Bila belanja ke warung dekat rumah, aku biasanya menyempatkan diri untuk sedikit ngobrol pada ibu-ibu yang lagi nongkrong. Pandangan mereka memang sedikit berubah. Kelihatannya aku menjadi aneh di hadapan mereka. Tapi aku berusaha menepiskan pikiran mereka dengan mengatakan : “Pakai yang panjang ini enak lho. Kalau tiba-tiba ada tamu di rumah atau ingin belanja di warung, khan tidak usah ganti baju. Model baju juga tidak kelihatan. Bila baju kita udah lama, maka tak akan terlihat orang.” Mata mereka kelihatannya mulai tertarik dengan info terbaruku ini. Mereka mulai memposisikan diri untuk mendengarkan ucapakanku. Maka aku pun nambahin info. “Coba aja deh, pakai jilbab sepertiku. Terasa nyaman lho?!” kok sepertinya aku promosi jilbab nih. Padahal aku hanya punya beberapa jilbab panjang. Tapi nggak apa-apa khan, supaya mereka tidak berubah pandangan padaku, hanya karena jilbabku memanjang.

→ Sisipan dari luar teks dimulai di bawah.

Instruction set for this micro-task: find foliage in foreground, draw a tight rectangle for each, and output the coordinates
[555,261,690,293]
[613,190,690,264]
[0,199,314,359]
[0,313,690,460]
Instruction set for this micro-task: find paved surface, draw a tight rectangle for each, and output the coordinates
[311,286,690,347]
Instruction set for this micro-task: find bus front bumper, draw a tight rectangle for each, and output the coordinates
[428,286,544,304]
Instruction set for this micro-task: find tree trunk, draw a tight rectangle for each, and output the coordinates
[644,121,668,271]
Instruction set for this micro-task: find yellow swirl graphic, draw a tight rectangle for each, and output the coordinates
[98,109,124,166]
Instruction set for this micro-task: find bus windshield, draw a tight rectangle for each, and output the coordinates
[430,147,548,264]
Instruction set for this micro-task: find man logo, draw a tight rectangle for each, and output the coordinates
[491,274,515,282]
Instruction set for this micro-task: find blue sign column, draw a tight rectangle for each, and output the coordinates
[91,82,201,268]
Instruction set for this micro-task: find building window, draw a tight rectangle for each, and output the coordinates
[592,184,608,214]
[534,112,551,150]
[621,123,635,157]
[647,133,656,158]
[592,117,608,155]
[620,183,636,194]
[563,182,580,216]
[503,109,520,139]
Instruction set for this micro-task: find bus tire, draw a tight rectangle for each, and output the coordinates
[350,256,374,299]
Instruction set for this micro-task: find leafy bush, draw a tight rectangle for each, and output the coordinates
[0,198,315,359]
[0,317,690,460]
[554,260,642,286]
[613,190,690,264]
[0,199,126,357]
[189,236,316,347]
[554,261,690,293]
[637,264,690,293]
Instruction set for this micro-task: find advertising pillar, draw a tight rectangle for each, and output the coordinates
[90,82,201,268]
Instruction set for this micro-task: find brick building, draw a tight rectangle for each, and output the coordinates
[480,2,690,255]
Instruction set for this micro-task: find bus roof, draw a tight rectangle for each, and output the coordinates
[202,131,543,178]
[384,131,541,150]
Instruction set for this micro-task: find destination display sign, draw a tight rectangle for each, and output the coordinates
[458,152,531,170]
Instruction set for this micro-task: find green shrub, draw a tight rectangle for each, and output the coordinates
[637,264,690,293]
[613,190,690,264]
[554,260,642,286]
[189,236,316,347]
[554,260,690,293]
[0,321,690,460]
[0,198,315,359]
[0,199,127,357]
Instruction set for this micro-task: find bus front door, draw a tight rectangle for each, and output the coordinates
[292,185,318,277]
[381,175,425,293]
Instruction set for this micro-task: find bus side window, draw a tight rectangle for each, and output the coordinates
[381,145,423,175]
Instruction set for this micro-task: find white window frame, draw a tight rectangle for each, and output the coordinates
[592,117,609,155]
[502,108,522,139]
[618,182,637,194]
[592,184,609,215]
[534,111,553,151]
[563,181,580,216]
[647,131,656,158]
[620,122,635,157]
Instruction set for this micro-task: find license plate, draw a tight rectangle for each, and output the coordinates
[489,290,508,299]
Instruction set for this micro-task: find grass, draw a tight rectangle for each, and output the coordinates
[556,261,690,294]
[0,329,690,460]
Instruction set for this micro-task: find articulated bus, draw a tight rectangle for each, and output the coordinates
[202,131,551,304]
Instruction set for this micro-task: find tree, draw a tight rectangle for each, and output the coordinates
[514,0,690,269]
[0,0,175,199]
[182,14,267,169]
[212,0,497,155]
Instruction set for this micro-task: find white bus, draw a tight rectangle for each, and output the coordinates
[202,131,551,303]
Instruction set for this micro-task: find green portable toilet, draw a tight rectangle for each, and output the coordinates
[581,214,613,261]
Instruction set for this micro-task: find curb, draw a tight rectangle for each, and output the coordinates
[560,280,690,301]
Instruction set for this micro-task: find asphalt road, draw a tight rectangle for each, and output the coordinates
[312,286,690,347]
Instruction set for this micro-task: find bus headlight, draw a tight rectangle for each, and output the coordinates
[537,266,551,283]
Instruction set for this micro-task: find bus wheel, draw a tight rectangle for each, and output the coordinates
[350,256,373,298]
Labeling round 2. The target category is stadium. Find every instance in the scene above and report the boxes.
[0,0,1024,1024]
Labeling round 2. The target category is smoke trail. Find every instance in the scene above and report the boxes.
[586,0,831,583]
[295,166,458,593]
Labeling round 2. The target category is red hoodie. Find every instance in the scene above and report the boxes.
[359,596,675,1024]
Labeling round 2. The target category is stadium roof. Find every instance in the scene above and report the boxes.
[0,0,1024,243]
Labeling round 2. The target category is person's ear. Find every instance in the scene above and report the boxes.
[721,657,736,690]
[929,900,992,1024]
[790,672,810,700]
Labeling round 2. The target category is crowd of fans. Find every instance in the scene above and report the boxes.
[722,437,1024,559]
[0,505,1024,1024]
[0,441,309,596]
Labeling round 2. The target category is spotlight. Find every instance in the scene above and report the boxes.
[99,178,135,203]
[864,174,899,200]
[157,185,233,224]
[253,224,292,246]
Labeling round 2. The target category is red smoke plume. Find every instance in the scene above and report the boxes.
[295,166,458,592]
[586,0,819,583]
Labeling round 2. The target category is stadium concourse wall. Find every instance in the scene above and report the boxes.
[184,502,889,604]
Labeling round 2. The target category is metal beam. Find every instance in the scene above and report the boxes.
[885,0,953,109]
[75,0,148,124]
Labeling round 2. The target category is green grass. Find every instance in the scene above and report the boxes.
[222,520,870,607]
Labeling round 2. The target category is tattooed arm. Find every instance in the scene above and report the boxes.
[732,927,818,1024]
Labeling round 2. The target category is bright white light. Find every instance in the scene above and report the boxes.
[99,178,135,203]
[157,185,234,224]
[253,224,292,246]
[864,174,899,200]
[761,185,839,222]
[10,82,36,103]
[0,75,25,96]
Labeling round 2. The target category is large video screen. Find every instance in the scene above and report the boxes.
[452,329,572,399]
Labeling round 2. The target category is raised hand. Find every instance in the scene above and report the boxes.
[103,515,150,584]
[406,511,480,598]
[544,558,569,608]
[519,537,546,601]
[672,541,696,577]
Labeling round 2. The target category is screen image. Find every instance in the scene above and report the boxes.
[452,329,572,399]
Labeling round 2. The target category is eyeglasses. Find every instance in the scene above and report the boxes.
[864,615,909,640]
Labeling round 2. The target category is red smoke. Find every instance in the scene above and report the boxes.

Tapi ada juga lho yang mensupport jilbabku ini. Seorang tetangga di depan rumahku, dia juga ingin seperti aku. Tapi masih malu-malu kucing untuk memulai, padahal stock jiilbab panjangnya udah lumayan. Memang sih, untuk memulai sesuatu yang baru, diperlukan keberanian. Karena bila kita berubah, maka tentu saja perasaan asing akan hingga pada diri kita, karena telah nyaman dengan penampilan yang lama. Begitu pula di lingkungan kita berada, pastilah juga merasakan kehadiran kita tak sama dengan yang dulu! “Padahal, aku masih seperti yang dulu.” Seperti nyanyian tempo dulu, yang syairnya dinyanyikan siapa ya? Lupa nih.

Kebetulan aku memang berdua teman yang satu lingkungan denganku, telah memulai belajar memakai jilbab panjang ini. Dia udah istiqomah, tapi aku masih kadang dengan gaya lamaku. Karena kami berdua memakai model baru kami, maka tersiar kabar yang mempertanyakan dimana kami sekarang menimba ilmu? He…he…Mungkin mereka pikir, kami ikut khalakah yang mereka sering pertanyakan, atau jangan-jangan kami dikira mengikuti aliran sesat? Naudzubillahi min dzalik.

Jadi saat jilbabku memanjang, ada berbagai macam komentar dan berbagai macam prilaku, yang ditunjukkan baik oleh orang-orang yang belum rajin ikut tarbiyah maupun yang udah lama. Mereka ternyata sama-sama merasakan keanehan pada diriku ini. Padahal seharusnya mereka bersyukur, saat ini aku tidak memakai pakaian “you can see”, tapi malah memanjangkan jilbabku.